A couple of other problems: For math-a-phobics, the narrative sometimes tends to read like a physics book. He describes scenarios in specific velocity-speed terms that occasionally become a little heavy if you're expecting a quick read. If you're willing to follow it, the results can be worthwhile. Also, Tom goes a little easy on pedestrians, sometimes making them out to be helpless victims in a massive conspiracy of car drivers to flatten them in the nation's intersections. While, statistically, it may seem like drivers are trying to do just that, the fact remains that some pedestrians (e.g. the ones who walk against traffic signals, and the ones who do their makeup as they jaywalk across city streets) make their own beds. Cars have rights, too, Tom!

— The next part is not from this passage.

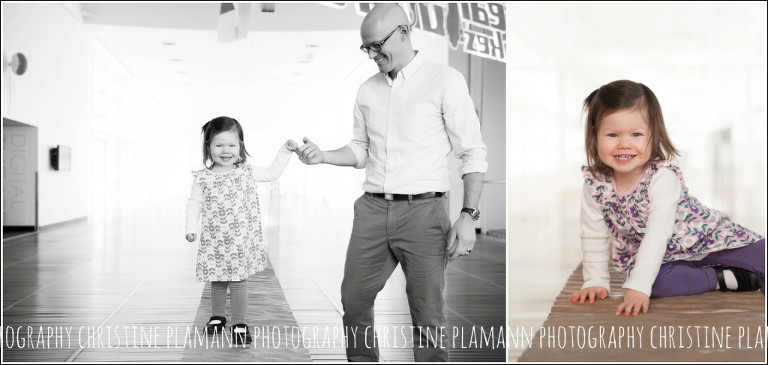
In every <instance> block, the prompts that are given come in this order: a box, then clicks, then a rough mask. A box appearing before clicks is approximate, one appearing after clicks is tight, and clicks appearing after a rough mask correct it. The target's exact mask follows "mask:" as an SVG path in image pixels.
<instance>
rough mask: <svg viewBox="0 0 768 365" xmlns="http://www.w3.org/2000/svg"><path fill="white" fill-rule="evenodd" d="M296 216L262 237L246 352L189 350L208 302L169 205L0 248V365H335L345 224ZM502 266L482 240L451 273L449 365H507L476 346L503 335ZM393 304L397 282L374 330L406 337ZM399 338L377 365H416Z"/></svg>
mask: <svg viewBox="0 0 768 365" xmlns="http://www.w3.org/2000/svg"><path fill="white" fill-rule="evenodd" d="M293 204H296V202H290V203H285V202H284V204H282V207H283V208H282V209H280V208H278V209H275V210H274V212H273V214H274V216H273V218H272V220H273V222H280V224H279V225H277V224H267V225H265V230H266V232H267V235H266V237H267V238H266V239H267V240H268V241H269V242H270V259H271V262H272V269H270V270H267V271H265V272H263V273H259V274H257V275H256V276H255V277H253V278H252V279H251V281H250V283H249V296H250V298H249V309H248V314H247V316H248V317H247V318H248V320H249V321H252V324H253V326H252V332H255V331H256V328H257V327H258V328H260V330H261V332H260V333H254V335H256V336H255V338H256V342H255V343H254V344H253V345H252V346H249V347H246V348H244V349H243V348H229V347H226V348H224V346H228V343H226V342H224V343H223V344H222V343H221V341H220V342H219V343H211V342H212V336H210V337H204V336H203V337H204V338H203V337H201V336H196V333H195V330H196V329H198V330H201V329H202V324H203V323H204V322H205V320H207V318H208V317H209V316H210V314H209V313H210V312H209V311H210V309H209V308H210V302H209V300H210V299H209V289H208V288H207V287H206V285H205V283H200V282H197V281H196V280H195V277H194V262H195V254H196V249H197V248H196V245H194V244H190V243H187V242H186V241H185V240H184V239H183V230H184V228H183V222H184V211H183V207H184V205H183V203H182V204H176V203H173V204H158V206H156V207H151V208H149V209H144V210H141V211H133V212H116V213H115V214H111V215H109V216H103V217H98V218H97V217H91V218H90V219H88V220H81V221H76V222H73V223H72V224H66V225H60V226H56V227H52V228H50V229H45V228H44V229H42V230H41V231H40V232H39V233H38V234H35V235H31V236H25V237H21V238H16V239H13V240H9V241H7V242H4V243H3V352H2V357H3V361H35V362H43V361H44V362H64V361H172V362H178V361H223V360H227V361H314V362H324V361H331V362H342V361H346V360H345V356H344V342H343V339H342V337H341V309H340V308H341V306H340V294H339V288H340V283H341V276H342V273H343V264H344V253H345V251H346V244H347V242H348V240H349V232H350V230H351V222H352V216H351V212H350V211H349V210H348V209H337V210H334V209H333V208H329V207H327V206H324V205H323V204H322V203H318V204H316V205H314V206H313V205H311V204H309V203H308V206H310V207H313V208H311V209H305V210H303V211H302V212H303V213H302V214H295V213H294V212H291V211H290V209H288V208H287V207H290V206H296V205H293ZM170 207H175V208H170ZM350 207H351V204H350ZM329 212H330V213H329ZM278 218H279V219H278ZM308 222H312V223H311V224H308ZM505 258H506V254H505V243H504V240H503V239H498V238H493V237H486V236H480V237H479V242H478V244H477V245H476V247H475V250H474V252H473V254H472V255H471V256H469V257H466V258H462V259H460V260H457V261H454V262H453V263H451V264H450V265H449V268H448V271H447V274H446V277H447V285H446V292H445V297H446V303H447V313H446V314H447V317H448V321H449V328H450V329H451V330H453V328H456V331H452V333H451V334H450V335H451V337H452V339H453V340H455V346H454V347H453V348H452V349H451V360H452V361H505V358H506V353H505V349H504V348H499V347H497V346H496V345H497V344H496V343H493V344H485V343H482V341H479V340H478V336H479V333H480V331H481V330H483V331H484V332H488V331H490V330H491V329H495V330H496V332H498V330H499V329H501V327H502V326H504V324H505V287H506V277H505ZM404 293H405V289H404V278H403V277H402V273H401V271H400V270H396V272H395V274H394V275H393V276H392V278H390V280H389V282H388V284H387V286H386V287H385V288H384V290H383V291H382V292H381V293H380V295H379V297H378V299H377V302H376V307H375V316H376V326H377V328H381V329H383V330H385V332H386V330H388V329H399V328H402V327H403V326H410V315H409V312H408V306H407V301H406V298H405V294H404ZM264 329H268V330H269V333H267V331H265V330H264ZM462 330H463V332H462ZM473 330H474V331H475V332H476V333H474V334H473ZM398 331H399V330H398ZM398 331H395V330H391V331H390V332H388V333H385V332H381V333H380V335H382V336H383V338H382V350H381V356H382V360H383V361H412V360H413V355H412V344H411V343H410V338H408V339H407V340H405V339H403V338H402V336H401V335H400V333H399V332H398ZM454 332H455V335H454ZM473 336H474V337H473ZM496 336H497V337H498V335H496ZM264 339H268V340H269V341H272V342H271V344H270V345H269V346H265V345H264V342H263V340H264ZM275 339H278V340H277V341H275ZM206 341H207V342H206ZM205 346H208V348H207V349H205ZM217 346H218V347H217ZM270 346H271V347H270ZM276 346H280V347H276ZM204 349H205V350H204Z"/></svg>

Still, don't let these things bother you too much: Just keep an open mind and you'll learn things you never suspected about all the hundreds of "sub-skills" you activate when making your (on average) 1.1 hours of commute per day. Tom's tone is conversational, and he tries to be nice when he suggests that you get a little more "feedback" on your driving before deciding you're a pro at it. And the environmental impact of cars? I couldn't have agreed more with Tom's sentiment in the epilogue: "It will be easier to remove the internal-combustion engine from the car than it will to remove the driver."
The real question is, of course, left open in the end: What will the future of transportation look like? The next few years should be interesting. For now, though, climb in the driver's seat at your own risk: It's a scary road out there.